Inspiration Generation

Creative inspiration can come from anywhere, but it often doesn’t come from the same-old, same-old routine (aka the rut). If you’re looking for inspiration, you have to change things up and what better way to do that than to go somewhere spontaneously and see what there is to see?  Open your mind, be present and inspiration will find you.

Fun

There’s a reason it’s called escaping the rat race – because it’s not fun. But many entrepreneurs discover pretty quickly that owning your own business isn’t exactly a carnival either. And, to top it off, there isn’t even time to go to the carnival. That’s where unplanned fun comes in. Spontaneity is just what a busy entrepreneur needs to lighten up a bit. Whether it’s a quick, unplanned coffee date with an old friend or a random date night (that, frankly, you didn’t have time to plan) being spontaneous can really add the fun factor.
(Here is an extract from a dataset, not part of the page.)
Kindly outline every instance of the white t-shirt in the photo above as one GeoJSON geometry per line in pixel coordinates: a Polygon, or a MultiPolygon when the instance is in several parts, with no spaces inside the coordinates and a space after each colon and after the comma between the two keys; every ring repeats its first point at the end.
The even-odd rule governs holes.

Besides, isn’t that the main bonus of being your own boss – being able to take a break in the middle of the day to go check out that weird parade going down the street?

Happiness

Peel the onion of your motivation to become an entrepreneur and at the core you’ll find a desire to be happier. Even if it was a quest for creative expression, being your own boss or getting rich with your million dollar idea – it all boils down to your pursuit of happiness. Unfortunately, happiness only exist in the present and entrepreneurs spend very little time there – they’re either looking forward or they’re analysing the past. So, practice spontaneity because you can’t help but be in the moment when being spontaneous and that’s where happiness lives. It’s good to be ‘here’.

There are plenty of other ways that spontaneity helps entrepreneurs find success. How has being more spontaneous helped you build your business?